Bukan Hasil Browsing


Bila kita akan mencatat sinopsis suatu karya, tidak barangkali akan terwujud dengan baik bilamana hanya mengandalkan sistem browsing pada waktu menyimak karya tersebut. Yang benar merupakan: (1) Membaca pelajaran dengan cermat dan sarat konsentrasi; (2)Menyediakan masa-masa khusus guna membaca; (3) Membaca dalam situasi rileks – tanpa tekanan; (4) Pahami materi; (5) Pikirkan sinopsis yang bakal ditulis siapa pembacanya? dan ; (6) Tulis sinopsis dengan bahasa yang gampang dimengerti oleh pembaca.

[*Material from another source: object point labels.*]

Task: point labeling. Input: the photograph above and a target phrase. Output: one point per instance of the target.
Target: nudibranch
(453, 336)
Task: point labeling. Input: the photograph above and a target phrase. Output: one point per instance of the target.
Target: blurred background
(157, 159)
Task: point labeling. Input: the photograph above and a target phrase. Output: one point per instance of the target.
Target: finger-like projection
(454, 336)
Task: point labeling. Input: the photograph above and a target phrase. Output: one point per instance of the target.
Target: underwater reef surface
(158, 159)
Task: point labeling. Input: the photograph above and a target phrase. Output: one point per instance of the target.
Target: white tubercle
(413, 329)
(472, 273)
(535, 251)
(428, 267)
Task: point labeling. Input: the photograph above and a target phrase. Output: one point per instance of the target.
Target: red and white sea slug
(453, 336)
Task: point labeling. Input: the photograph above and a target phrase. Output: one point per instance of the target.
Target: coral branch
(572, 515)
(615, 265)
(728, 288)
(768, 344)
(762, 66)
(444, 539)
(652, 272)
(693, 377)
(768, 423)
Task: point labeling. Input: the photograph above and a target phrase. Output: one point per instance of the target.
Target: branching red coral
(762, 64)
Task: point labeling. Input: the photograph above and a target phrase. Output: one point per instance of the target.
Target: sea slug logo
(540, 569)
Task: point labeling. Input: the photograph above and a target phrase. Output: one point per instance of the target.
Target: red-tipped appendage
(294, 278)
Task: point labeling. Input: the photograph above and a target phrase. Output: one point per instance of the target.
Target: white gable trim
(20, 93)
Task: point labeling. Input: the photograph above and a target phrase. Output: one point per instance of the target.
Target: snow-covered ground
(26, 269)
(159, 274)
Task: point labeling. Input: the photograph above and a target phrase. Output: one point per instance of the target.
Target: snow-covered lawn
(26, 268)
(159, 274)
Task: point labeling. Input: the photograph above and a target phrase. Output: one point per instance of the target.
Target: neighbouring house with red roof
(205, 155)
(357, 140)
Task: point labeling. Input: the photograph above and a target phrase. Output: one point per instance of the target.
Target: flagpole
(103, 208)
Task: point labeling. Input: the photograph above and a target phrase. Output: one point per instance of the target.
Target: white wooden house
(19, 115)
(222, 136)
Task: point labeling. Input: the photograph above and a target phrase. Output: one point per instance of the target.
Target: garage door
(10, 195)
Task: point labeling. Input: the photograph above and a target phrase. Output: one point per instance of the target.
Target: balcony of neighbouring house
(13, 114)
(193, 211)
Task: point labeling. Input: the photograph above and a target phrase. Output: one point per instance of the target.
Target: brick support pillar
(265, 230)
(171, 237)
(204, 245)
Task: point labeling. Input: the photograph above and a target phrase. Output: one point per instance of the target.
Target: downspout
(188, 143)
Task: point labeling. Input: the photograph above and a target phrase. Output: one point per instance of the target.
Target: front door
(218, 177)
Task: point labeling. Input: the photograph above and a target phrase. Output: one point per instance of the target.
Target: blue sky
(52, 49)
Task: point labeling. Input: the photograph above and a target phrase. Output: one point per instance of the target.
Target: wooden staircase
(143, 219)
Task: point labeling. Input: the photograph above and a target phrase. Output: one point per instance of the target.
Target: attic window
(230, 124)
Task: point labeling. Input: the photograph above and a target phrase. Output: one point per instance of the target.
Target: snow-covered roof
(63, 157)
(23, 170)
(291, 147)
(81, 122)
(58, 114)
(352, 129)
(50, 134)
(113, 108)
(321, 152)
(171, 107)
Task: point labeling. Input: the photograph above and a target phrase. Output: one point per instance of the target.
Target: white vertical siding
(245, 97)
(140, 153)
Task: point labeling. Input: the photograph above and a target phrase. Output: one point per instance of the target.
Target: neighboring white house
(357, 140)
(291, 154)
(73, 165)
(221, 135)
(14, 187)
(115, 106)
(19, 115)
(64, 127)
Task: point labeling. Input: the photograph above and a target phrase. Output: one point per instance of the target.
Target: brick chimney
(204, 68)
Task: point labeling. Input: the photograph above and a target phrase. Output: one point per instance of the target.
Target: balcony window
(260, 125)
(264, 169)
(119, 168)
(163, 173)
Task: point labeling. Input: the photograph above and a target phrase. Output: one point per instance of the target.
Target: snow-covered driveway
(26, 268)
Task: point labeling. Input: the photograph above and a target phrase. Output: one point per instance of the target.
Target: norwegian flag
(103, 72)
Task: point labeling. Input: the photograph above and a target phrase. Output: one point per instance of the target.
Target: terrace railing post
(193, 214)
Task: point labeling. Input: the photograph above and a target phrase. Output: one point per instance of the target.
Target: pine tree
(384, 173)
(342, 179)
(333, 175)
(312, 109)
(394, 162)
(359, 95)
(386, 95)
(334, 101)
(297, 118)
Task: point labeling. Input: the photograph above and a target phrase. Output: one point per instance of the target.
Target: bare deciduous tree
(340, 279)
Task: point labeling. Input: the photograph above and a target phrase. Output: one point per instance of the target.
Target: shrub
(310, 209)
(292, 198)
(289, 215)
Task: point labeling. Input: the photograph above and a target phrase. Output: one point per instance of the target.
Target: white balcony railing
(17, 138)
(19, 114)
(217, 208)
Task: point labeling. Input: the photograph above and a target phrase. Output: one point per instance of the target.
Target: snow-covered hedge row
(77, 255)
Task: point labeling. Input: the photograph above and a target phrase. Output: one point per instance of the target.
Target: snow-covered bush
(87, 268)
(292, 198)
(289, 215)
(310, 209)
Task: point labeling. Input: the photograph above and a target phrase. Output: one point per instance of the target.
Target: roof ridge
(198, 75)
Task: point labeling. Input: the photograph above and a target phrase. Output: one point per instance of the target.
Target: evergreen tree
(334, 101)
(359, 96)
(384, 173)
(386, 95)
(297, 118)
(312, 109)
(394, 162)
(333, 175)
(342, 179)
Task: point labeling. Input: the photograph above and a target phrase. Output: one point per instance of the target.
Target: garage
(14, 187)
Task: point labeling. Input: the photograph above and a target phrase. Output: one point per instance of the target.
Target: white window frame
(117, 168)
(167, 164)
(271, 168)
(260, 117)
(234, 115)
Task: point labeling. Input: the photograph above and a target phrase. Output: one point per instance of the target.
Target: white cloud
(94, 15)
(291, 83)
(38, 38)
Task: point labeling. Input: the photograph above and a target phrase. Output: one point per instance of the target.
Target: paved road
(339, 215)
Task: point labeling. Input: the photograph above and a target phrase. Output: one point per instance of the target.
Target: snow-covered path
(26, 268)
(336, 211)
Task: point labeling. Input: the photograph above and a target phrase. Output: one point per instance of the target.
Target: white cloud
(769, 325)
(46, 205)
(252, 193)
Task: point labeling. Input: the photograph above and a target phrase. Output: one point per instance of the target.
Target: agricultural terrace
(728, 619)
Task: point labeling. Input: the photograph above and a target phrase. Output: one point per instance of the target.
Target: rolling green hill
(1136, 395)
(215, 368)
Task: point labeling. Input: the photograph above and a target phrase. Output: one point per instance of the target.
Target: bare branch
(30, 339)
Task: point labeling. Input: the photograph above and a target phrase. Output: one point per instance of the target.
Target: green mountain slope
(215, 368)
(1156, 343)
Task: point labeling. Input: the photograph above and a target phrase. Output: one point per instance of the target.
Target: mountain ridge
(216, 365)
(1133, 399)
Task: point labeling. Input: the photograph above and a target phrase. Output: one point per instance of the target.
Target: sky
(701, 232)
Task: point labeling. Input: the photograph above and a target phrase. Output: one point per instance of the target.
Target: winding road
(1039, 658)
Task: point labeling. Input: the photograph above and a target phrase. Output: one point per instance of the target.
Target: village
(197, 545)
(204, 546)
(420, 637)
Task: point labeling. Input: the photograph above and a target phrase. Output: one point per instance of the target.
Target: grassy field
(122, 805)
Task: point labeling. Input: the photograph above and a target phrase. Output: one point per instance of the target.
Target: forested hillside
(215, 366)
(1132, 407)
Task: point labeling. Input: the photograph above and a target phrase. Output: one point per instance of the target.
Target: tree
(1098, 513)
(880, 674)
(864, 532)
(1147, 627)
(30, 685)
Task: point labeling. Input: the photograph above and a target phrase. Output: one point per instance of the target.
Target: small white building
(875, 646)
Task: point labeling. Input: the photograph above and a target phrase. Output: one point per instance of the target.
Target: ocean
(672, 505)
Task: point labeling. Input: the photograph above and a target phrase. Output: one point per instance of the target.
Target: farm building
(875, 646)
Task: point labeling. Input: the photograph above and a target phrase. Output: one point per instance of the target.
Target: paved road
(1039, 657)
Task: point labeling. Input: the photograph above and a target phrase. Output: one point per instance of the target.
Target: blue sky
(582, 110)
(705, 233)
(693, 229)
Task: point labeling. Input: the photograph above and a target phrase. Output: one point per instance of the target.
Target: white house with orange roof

Sinopsis guna ‘menjual’ gagasan atau gagasan, pun memerlukan fokus yang serius supaya dapat menonjolkan butir-butir selling-point. Untuik tersebut perlu: (1) Pemetaan pelajaran yang bakal dijual: siapa sasarannya?; (2) Sinopsis yang sudah ditulis butuh disertai lembar-lembar presentasi detail usulan sebagai pendukungnya; (3) Siap menerima kritikan dan mengerjakan revisi (apabila d i a n g g a p p e r l u o l e h penerbit/produser) bahkan mungkin membongkar (re-writing); (4) Mempertimbangkan segi ekonomi (full-commercial atau flexible?) dan (5) Siap berkata untuk mempresentasikan sinopsis.